Second, you divide the overall AOV by the number of users actually transacting through your app. You want to measure both AOVs for a simple reason. Strategically, you want to come up with features and functionalities that appeal to both groups of people but to a different end. In other words, you want to find ways to monetize users who have never ordered through your app (or haven’t done so recently) but you also want to come up with strategies that will increase the value of your current paying customers (make them buy more).
7. User Sessions
The number of user sessions is a basic metric that most mobile analytics groups report on. The formula is very basic: a single session is an uninterrupted period of time spent by a user from the moment they open the app until they close it. This metric is important primarily because it measures user engagement. Ideally, you want as many user sessions as possible.

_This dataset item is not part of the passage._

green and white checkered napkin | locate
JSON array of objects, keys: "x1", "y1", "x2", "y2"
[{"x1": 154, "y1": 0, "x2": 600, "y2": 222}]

There’s another user session metric we often recommend to our clients: how many sessions does it take, from the moment a user launches the app for the first time until they convert? This metric can tell you if there are issues in the app flow, or if the content is not good enough on a mobile flow, for a user to quickly convert.
8. First Time User Drop Off Points (And Retargeting)
Even when marketing does a good job and the user ends up downloading the app, it’s only half the battle. The “onboarding” of a customer is what takes time, finesse and constant deploy-measure-iterate sessions to get it right. There are various reasons why a user may leave before converting during their first session: App abandonment can happen because you tried to force the user to login/register too soon; It could be that there were too many on-screen interruptions or too many steps to complete a task, or the performance of the app may have been too bad.
Understanding what’s making people leave your app will help you define ways to a) lower the drop-off rate in the future and retarget those who have previously abandoned your app.
9. In-App Feedback
At Y Media Labs, we always tell our clients to allow for in-app feedback. The reality is that loyal customers, especially those who are heavy users of your app, will give you feedback. Some companies go so far as to provide rewards to the users who engage with them through their mobile channel. Some may even give out free merchandise to customers who report valid production bugs via the “Report a Problem feature”.
The point is simple. In-app feedback allows you to measure the loyalty of your app (I wouldn’t tell you about an issue unless I care about your app) but also to catch production issues that somehow were not caught during the testing phase.
10. Event and Funnel Tracking
Last but not least, every company should measure app events and funnel performance. An event is an interaction that a user has with content/functionality on a page. Event tracking is the best way to ensure a very specific task within your mobile app works as expected. An event refers to a specific interaction with a piece of functionality on the app.
A funnel refers to a set of interactions the user engages in, in sequential order, until a task is completed. By looking at how people react within a funnel and their exit rates, you can find ways to improve the funnel performance (and hopefully decrease those rates).
Mobile app analytics are key to the overall success of your company. Understanding and acting on what works and what doesn’t work with your app will result in higher user engagement and retention rates. In the field of software development, everyone goes 100 miles per hour.
I strongly suggest implementing the 10 in-app analytics key performance indicators listed above. By using them, you can make sure that you’re not racing 100 miles per hour on the bridge to nowhere.